Your RDA of Irony

TV Guide, Circa 1840

February 10, 1840:  Bert Coburg Finds Steady Work

A Happy 170th Wedding Anniversary to Queen Victoria and Prince Albert!

Victoria and Albert could be considered the Lucy and Ricky of their time. She is earnest but not terribly bright; he is intellectual, puritanical and foreign. She adores him, and he lets her…and she does have her way. There are nine children. The oldest daughter, Vicky, is Miss Perfect; she is practically her father in drag. The oldest son, Bertie, is a classic goof and party-animal; he is the despair of his father.
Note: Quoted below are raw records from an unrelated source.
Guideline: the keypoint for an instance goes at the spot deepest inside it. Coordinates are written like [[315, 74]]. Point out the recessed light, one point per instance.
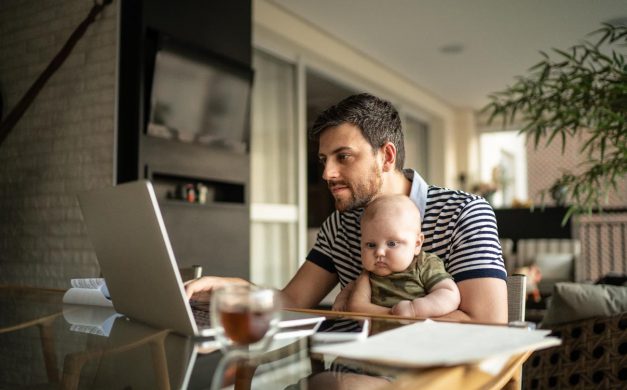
[[452, 48]]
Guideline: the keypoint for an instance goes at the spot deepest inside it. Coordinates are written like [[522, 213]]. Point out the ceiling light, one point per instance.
[[452, 48]]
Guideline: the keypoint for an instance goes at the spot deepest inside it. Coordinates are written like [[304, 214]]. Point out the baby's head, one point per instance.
[[390, 234]]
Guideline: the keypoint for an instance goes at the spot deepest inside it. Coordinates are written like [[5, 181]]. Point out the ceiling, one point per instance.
[[499, 39]]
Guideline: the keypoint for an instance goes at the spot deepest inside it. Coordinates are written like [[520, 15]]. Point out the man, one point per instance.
[[362, 151]]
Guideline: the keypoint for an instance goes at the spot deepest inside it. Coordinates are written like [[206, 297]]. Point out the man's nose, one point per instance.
[[330, 171]]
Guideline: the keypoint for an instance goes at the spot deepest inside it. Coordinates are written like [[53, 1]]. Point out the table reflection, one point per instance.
[[46, 344]]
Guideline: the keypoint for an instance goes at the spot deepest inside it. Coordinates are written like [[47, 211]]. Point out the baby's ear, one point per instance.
[[419, 240]]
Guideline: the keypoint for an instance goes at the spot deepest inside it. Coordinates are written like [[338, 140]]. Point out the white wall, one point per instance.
[[63, 144]]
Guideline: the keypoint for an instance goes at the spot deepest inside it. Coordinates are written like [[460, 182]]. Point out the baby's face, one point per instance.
[[388, 245]]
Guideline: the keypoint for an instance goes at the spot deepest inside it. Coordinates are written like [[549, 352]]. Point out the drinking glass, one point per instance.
[[245, 317]]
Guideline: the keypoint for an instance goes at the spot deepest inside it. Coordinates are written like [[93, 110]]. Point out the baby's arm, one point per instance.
[[359, 300], [442, 299]]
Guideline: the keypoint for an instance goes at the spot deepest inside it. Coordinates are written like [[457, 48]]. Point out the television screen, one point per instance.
[[197, 101]]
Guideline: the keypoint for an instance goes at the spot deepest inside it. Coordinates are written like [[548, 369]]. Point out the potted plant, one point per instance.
[[582, 91]]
Of course, Vicky and Al also have some zany neighbors: Lou and Genie Bonaparte. (Lou is a rogue who always coming up with some get-rich-quick scheme, such as trying to setting up an empire in Mexico. He is the despair of his wife–who is dumb but gorgeous.)
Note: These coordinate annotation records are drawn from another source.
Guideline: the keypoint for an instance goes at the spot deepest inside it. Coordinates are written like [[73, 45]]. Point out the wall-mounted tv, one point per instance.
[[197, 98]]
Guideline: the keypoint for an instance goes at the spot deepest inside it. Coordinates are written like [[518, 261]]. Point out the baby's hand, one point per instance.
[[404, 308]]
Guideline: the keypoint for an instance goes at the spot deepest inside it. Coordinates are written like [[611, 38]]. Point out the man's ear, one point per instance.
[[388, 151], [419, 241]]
Unfortunately, during the 22nd season of “I Love Vicky“, Albert does a John Ritter. There are a series of guest male leads to keep Victoria busy for the next 39 seasons. Among the stars are the charming, hilarious Ben Disraeli and the impossibly pompous William Gladstone. Of course, Bertie is still undermining the Victorian household; he now is a serial adulterer. And his oldest son may be Jack the Ripper. The oldest daughter, the perfect Vicky, has produced a perfect monster for a child: Willie to his grandmother, Kaiser Wilhelm to his subjects.
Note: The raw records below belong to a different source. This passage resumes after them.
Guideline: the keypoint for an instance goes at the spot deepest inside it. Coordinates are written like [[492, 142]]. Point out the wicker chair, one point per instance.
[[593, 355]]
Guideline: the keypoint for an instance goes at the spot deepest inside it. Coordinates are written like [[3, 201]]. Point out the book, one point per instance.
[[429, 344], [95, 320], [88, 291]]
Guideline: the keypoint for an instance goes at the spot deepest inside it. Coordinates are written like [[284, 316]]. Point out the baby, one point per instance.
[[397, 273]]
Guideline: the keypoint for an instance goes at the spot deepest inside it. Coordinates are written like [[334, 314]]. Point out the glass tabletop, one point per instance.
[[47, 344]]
That is the basic outline. If we market it to cable, we’ll have to include nude scenes.

  1. Bob Kincaid says:

    Dear Mr. Finerman,

    Thank you for the recent submission of your series treatment for “Windsor 18401.” We’ve reviewed your suggestions and respectfully suggest you submit it to Fox.

    A nude Victoria? Standards and practices will have NONE of that!

    Not, mind you, based on the nudity per se, but on the SUBJECT of the nudity. And the love scenes? With Victoria lying back, thinking of England and muttering “Beige! I’ll paint the ceiling beige!”?

    I don’t think it’s gonna work if we cast anyone who looks anything remotely like their historical antecedents.